PKA has traditionally run funds for public sector health and social care workers but its has this month been awarded contracts to provide pensions for the shop workers of opticians chain Synoptik and leather goods retailer Neye, the DKK300bn (€40m) company confirmed.

Velliv – formerly Nordea Life & Pension Denmark – has lost the shop workers portions of its pension provision contracts with the two companies, but will still be providing pension services for office employees, a Velliv spokesman said.

Tomas Frydenberg, director at PKA, told IPE the new business contracts represented some of the first company contracts PKA had won.

“This is very new among Danish labour-market pension funds. The only ones to have entered this segment are PKA and Sampension,” he said.

He added that PKA’s product was tailored for low- and middle-income groups both in terms of the pension and insurance elements.

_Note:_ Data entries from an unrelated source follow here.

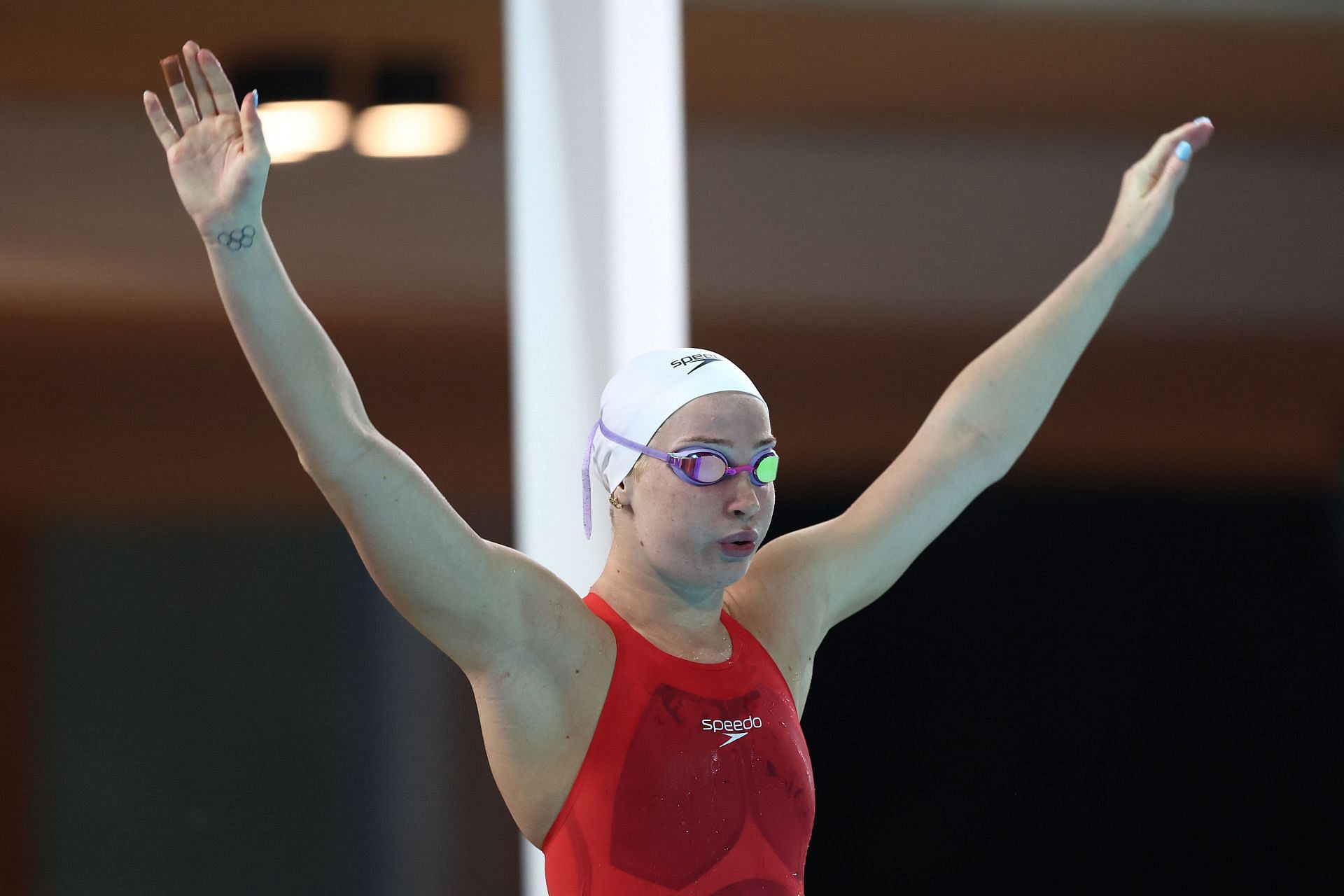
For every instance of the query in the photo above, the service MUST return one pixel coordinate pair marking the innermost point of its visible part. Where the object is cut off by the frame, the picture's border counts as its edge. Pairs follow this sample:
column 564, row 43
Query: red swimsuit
column 698, row 780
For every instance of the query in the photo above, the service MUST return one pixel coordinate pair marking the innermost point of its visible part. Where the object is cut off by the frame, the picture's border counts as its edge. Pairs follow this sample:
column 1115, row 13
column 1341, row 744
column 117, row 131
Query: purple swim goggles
column 701, row 465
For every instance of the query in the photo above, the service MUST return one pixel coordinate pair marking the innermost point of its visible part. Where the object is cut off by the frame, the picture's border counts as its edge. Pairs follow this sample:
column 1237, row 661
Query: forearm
column 296, row 363
column 1008, row 390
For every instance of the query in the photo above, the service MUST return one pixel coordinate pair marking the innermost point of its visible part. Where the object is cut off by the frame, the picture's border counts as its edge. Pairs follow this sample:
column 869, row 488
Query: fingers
column 181, row 96
column 220, row 90
column 1149, row 169
column 254, row 141
column 159, row 118
column 200, row 89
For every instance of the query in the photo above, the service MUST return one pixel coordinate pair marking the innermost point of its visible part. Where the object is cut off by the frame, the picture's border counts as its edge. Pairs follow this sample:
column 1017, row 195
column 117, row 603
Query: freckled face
column 682, row 524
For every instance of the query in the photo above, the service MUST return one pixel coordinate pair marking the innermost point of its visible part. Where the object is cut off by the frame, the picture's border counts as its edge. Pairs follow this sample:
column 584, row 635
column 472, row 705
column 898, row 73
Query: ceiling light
column 412, row 115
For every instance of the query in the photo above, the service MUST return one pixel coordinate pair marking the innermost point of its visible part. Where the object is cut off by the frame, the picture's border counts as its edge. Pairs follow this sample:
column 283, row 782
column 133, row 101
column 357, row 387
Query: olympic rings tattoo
column 237, row 239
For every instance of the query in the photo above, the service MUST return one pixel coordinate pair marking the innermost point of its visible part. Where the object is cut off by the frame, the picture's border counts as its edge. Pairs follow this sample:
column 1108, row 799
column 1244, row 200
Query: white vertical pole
column 597, row 248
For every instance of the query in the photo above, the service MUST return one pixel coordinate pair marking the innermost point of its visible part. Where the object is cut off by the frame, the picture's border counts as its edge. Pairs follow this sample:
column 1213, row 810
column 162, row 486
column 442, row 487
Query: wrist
column 1117, row 257
column 232, row 232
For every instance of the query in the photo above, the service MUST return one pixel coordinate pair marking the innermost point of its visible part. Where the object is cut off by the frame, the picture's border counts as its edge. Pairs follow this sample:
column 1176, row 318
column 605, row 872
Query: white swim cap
column 638, row 398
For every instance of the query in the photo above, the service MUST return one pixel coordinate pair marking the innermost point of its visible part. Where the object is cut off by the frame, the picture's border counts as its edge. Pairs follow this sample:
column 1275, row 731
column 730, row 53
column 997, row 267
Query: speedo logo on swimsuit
column 707, row 358
column 742, row 727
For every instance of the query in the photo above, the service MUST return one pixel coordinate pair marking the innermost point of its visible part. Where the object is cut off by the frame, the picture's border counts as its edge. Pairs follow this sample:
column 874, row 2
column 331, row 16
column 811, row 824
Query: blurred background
column 1117, row 669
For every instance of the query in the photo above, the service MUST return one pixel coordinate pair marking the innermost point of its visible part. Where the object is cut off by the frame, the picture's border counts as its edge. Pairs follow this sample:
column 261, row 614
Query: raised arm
column 984, row 419
column 479, row 602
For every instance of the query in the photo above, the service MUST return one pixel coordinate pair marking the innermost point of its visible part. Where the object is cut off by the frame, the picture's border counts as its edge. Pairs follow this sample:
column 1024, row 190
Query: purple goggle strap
column 588, row 465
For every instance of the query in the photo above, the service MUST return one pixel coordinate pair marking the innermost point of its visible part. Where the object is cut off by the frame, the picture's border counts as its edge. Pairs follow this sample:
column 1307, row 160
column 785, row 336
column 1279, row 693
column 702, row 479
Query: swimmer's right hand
column 218, row 162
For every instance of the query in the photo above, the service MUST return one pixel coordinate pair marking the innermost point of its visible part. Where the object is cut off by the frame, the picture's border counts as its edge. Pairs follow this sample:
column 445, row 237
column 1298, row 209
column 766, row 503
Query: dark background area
column 1079, row 691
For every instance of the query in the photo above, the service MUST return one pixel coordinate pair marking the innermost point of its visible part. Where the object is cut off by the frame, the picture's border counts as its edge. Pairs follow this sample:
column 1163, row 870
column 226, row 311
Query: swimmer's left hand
column 1148, row 191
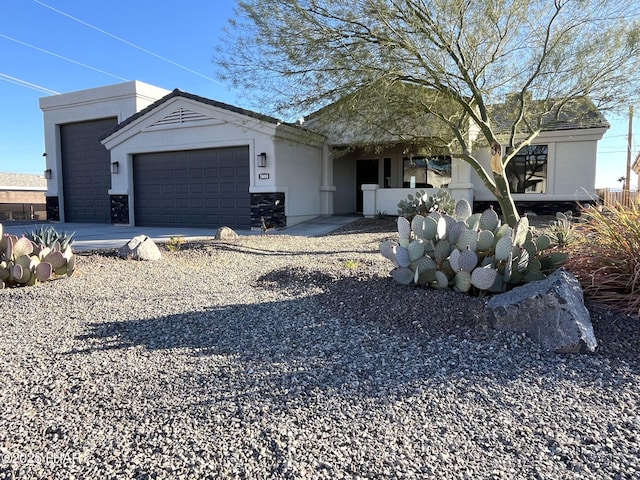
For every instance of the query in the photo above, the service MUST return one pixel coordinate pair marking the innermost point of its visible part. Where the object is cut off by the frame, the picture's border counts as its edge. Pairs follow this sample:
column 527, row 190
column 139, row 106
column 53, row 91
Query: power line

“We are very pleased and very proud to have won these contracts because this really proves the product we have created and gone to the market with is competitive,” he said. “It works and the customers want this product for these particular types of members.”

PKA had been in the business of labour-market pensions provision for over 50 years, he said. It was now expanding its offering for workers who were not necessarily similar to those of its traditional member base – who mostly work in the health and social care sectors – but who were included in collective labour agreements.

PKA began stepping up its efforts to win pensions business from new areas about four years ago.

Velliv has lost pension other contracts this year, with Sampension taking over certain contracts to provide pension services to members of the Army Constables and Corporals Association (HKKF) from Velliv and Nordea.